C’est bien l’interaction entre nation et classe sociale
qui donne forme au débat sur le référendum
et l’orientation future de la société écossaise

Réalisme contre romantisme

Mais cela ne devrait pas conduire à une romanticisation aveugle de la société écossaise, vue comme une nation unie, un territoire homogène où règnent consensus et valeurs partagées, même si le mythe de la “social-démocratie” et de l’“égalitarisme” écossais reste puissant encore aujourd’hui. Comme les autres nations du Royaume-Uni, l’Ecosse est un pays profondément divisé, inégalitaire et injuste. Mais une possible indépendance ouvre la perspective que ces problèmes soient pris à bras le corps. De nombreux militants, d’organisations de campagne, de syndicats, se sont mobilisés pour dessiner un autre modèle pour l’Ecosse. Le soutien à l’indépendance n’a cessé de croître tout au long de 2014, mais la campagne négative menée par le clan pro-union –baptisée Peur du projet par ses opposants– signifie qu’il reste beaucoup à faire pour gagner une majorité à l’idée d’indépendance.
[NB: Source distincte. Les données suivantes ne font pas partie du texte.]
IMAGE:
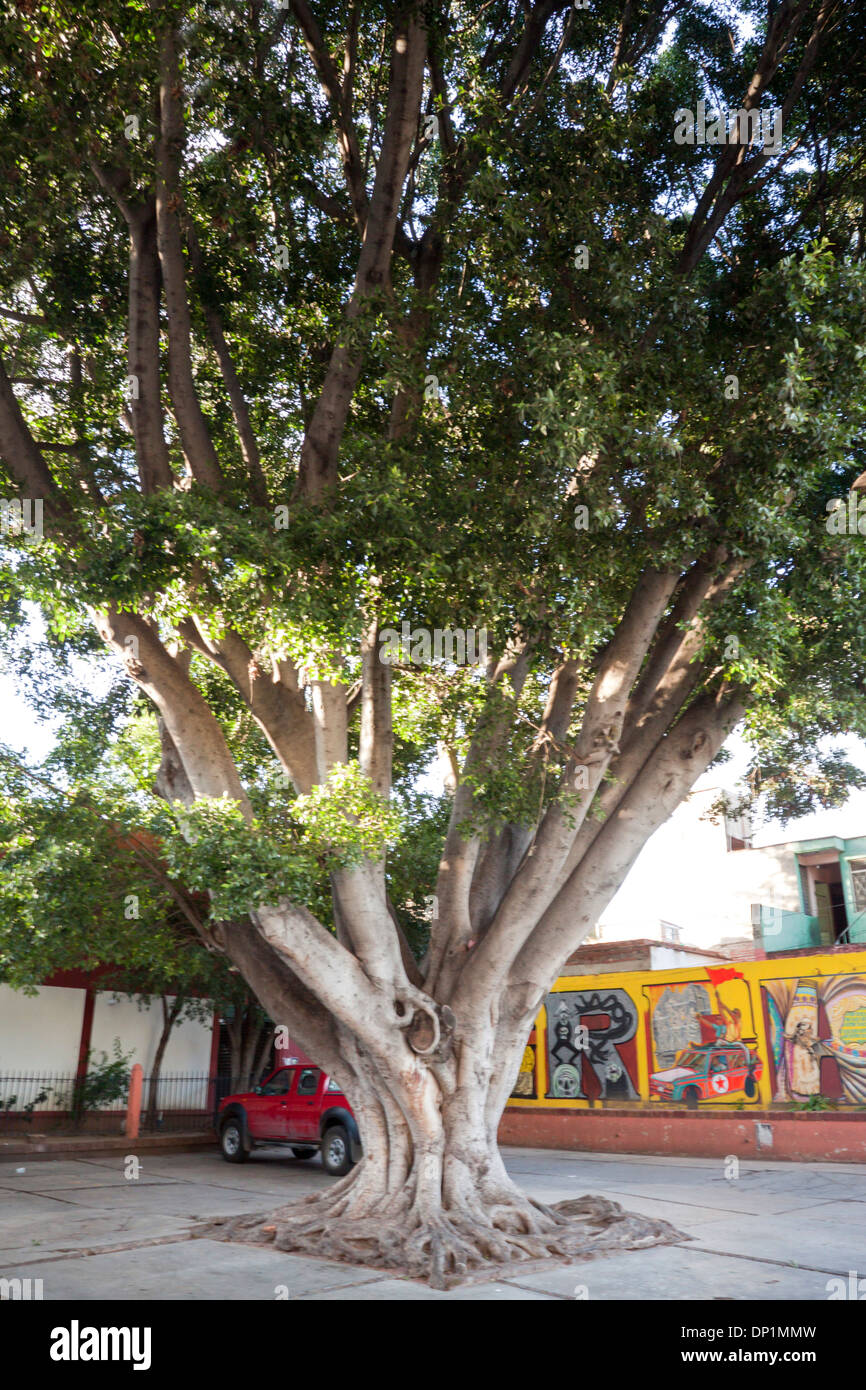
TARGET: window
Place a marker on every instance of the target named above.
(280, 1083)
(309, 1080)
(858, 879)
Des études comme celle publiée par le Centre de recherche sociale d’Ecosse montrent que le soutien à l’indépendance est très inégal à travers le pays et très marqué par l’appartenance sociale. Les électeurs les plus pauvres des territoires défavorisés sont beaucoup plus susceptibles de voter en faveur de l’indépendance. L’enquête montre que 40% de ceux qui gagnent moins de 1.200 livres par mois soutiennent l’indépendance, seulement 27% des ménages gagnant 3.700 livres ou plus.

Nation et classe sociale

Néanmoins, la notion de classe n’impacte pas le débat, même si des victoires comme celle sur la Bedroom tax en Ecosse traduisent la mobilisation des organisations de travailleurs à travers le pays. Alors que la campagne pro-indépendance a largement évacué le thème de l’“écossité” (scottishness), l’idée de l’Ecosse vue comme une nation exerce une attraction évidente sur les gens, notamment lorsque les politiciens Tories et des célébrités extérieures à l’Ecosse déclarent leur flamme avec leurs messages du genre “S’il vous plaît, ne nous quittez pas”. Mais c’est bien l’interaction entre nation et classe sociale qui donne forme au débat sur le référendum et l’orientation future de la société écossaise. A preuve: le succès de l’argument selon lequel l’Ecosse
devrait rejeter tout armement nucléaire – chose qu’une vaste majorité des Ecossais soutient– pour investir l’argent sur les dépenses publiques pour le bien-être des citoyens.

Traduit de l’anglais par la rédaction d’Enbata.